Il est aujourd’hui largement prouvé que l’austérité ne profite qu’aux marchés spéculatifs et à ceux qui les commandent. Mais elle ravage les États et les peuples. Et pas seulement les États dits périphériques ou du Sud, comme on l’a prétendu un peu vite. Voyez la Hollande, la France et l’Allemagne – trois des pays fondateurs de la CEE, aujourd’hui Union européenne. L’Allemagne, c’était évident, des prix Nobel d’économie tels Joseph Stiglitz et Paul Krugman, entre autres, nous avaient avertis. On y voit de plus en plus de signes de difficultés, parce qu’elle a perdu, avec l’austérité, beaucoup d’exportations vers les pays européens, d’où provenaient presque cinquante pour cent de ses recettes. Si la politique d’austérité est maintenue, l’Allemagne entrera en récession, avec toutes les conséquences qui s’ensuivront. L’opinion publique européenne a commencé à comprendre qu’il faut – de façon urgente – changer la politique et les hommes politiques actuels, qui se sont révélés incompétents. Les partis au pouvoir dans l’Union sont presque tous ultraconservateurs et se montrent incapables de comprendre la situation dans laquelle nous nous trouvons, à l’inverse des partis qui ont construit l’Union européenne – les socialistes, les sociaux-démocrates, les travaillistes ou les démocrates chrétiens –, avec quelques exceptions telles la France et l’Italie (grâce à l’excellent Président Giorgio Napolitano, réélu malgré son âge, et à son Premier ministre, Enrico Letta), qui se déclarent ouvertement contre l’austérité et veulent que les États contrôlent à nouveau les marchés, et non le contraire. C’est la raison pour laquelle les populations de tous les pays européens manifestent bruyamment contre les troïkas, les marchés, les pseudo-politiques et les gouvernements adeptes de l’austérité.

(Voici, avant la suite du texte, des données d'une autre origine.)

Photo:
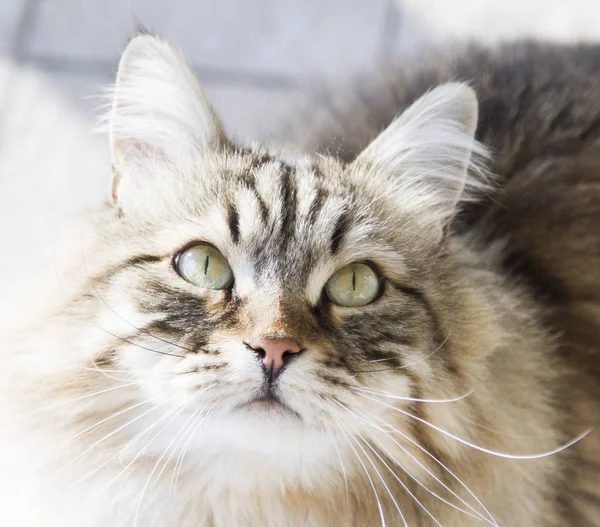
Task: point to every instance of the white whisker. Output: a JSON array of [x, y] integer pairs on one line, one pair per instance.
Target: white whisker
[[412, 399], [117, 430], [393, 368], [425, 451], [112, 416], [86, 396], [476, 514], [379, 506], [127, 445], [482, 449], [181, 457]]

Notons que l’État social, construit dans l’après-guerre, la démocratie, telle que nous la concevons et l’État de droit sont en train d’être remis en cause et nécessitent un changement de politique profond, sans tarder. Le dilemme est simple : ou on lutte contre le chômage, la pauvreté généralisée, la récession et on garantit l’État social, dans tous ses aspects, tant qu’il est encore temps, ou l’Union européenne sombre dans le chaos. Ce qui représenterait une tragédie pour les États-Unis (dont le seul allié fidèle est l’Union européenne) et même pour les grands du monde : Chine, Russie, Japon, Brésil, Inde, Mexique et quelques autres. J’espère que cela n’arrivera pas, parce que le monde – et l’intelligence – ne peut admettre que l’Union européenne, le projet politique le plus original et le plus bénéfique pour les populations qui ait jamais existé, disparaisse, avec le risque accru de la voir impliquée dans un nouveau conflit mondial. Il s’agirait d’un recul de civilisation de plus d’un siècle. Pourvu qu’il y ait du courage et du bon sens.